Based on a request from Welsh Ministers, the PPIW commissioned Leon Feinstein, Director of Evidence at the Early Intervention Foundation (EIF), to undertake a feasibility study on quantifying the benefits of early intervention programmes in Wales; and, in particular, Flying Start and Families First.
The resulting report outlines how Wales provides a model of what can be achieved by a devolved administration, which English regions and others might build on.
The basic science of early intervention is well understood and existing evidence suggests that initiatives in Wales, like Flying Start and Families First, will have substantial long term benefits; though their outcomes will vary between localities and will depend on the quality of implementation, and the effectiveness and continuity of the wider system of support for children and families.
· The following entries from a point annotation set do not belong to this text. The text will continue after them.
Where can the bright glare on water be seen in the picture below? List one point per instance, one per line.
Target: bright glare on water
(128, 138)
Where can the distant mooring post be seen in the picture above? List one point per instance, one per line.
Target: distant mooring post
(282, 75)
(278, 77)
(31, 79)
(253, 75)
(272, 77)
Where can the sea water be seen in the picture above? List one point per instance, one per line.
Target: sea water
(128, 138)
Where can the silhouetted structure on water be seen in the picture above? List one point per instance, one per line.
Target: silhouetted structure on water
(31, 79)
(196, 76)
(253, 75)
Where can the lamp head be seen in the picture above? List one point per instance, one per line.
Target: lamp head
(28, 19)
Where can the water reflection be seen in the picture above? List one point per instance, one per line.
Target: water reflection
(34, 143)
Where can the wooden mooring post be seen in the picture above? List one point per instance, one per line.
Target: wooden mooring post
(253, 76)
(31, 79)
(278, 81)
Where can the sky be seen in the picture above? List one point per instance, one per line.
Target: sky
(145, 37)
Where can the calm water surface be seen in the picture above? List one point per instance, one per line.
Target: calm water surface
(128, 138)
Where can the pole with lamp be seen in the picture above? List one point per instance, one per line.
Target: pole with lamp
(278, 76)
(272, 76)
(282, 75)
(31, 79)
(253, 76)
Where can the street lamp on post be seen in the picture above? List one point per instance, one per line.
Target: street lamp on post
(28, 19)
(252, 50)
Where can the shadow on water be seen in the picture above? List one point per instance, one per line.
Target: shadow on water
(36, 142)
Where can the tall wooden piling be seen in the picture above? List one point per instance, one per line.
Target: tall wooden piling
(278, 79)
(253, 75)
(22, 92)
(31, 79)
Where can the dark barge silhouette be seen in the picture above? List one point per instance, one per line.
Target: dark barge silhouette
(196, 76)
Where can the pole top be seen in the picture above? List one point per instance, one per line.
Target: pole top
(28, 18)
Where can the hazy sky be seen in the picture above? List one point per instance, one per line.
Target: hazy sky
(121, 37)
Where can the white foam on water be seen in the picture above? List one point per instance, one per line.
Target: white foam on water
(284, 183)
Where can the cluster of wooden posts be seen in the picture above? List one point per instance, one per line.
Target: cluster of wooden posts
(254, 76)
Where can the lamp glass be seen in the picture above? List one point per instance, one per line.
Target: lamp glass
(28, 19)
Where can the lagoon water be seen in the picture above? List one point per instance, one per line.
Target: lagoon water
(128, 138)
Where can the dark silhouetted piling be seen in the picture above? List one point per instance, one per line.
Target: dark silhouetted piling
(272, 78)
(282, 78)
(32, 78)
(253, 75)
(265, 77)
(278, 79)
Quantifying a rate of return on early intervention is extremely challenging:
- Initiatives like Flying Start and Families First include diverse interventions with different delivery models, dosage and intended impacts. This makes it very difficult to specify a single, specific rate of return for early intervention in Wales.
- Effective interventions will have multiple fiscal, social and/or economic benefits which range from short term to very long-run effects spanning generations, which means there are lags between investment in early intervention and the realisation of its full benefits.
- The costs and benefits accrue to diverse agencies and levels of (national and local) government as well as to society as a whole and families and children themselves.
Of course, these challenges are not unique to Wales and our work suggests that, in some aspects, Wales has been leading the way in meeting the data and evidence requirements for effective service delivery and for long-term evaluation.
But estimating the rate of return on investment would require more detailed knowledge of local data and decisions; improved forecasts of population outcomes; and a better understanding of how interventions achieve key outcomes.
The report also emphasises that there is a risk that Wales will not gain all of the fiscal benefits of its spending on early intervention, because of the way costs and benefits are distributed. It therefore stresses the importance of the Welsh Government, HM Treasury and others developing a better understanding of the flows of cost and benefits between administrations and across budgets.
The Early Intervention Foundation (EIF) is a charity and one of the Government’s ‘What Works Centres’. Since 2013, EIF is the go-to organisation for evidence and advice on early intervention for tackling the root causes of social problems for children and young people, from conception to early adulthood. A key part of EIF’s role is to use the best evidence to change practice and investment from tackling problems too late to intervening much earlier.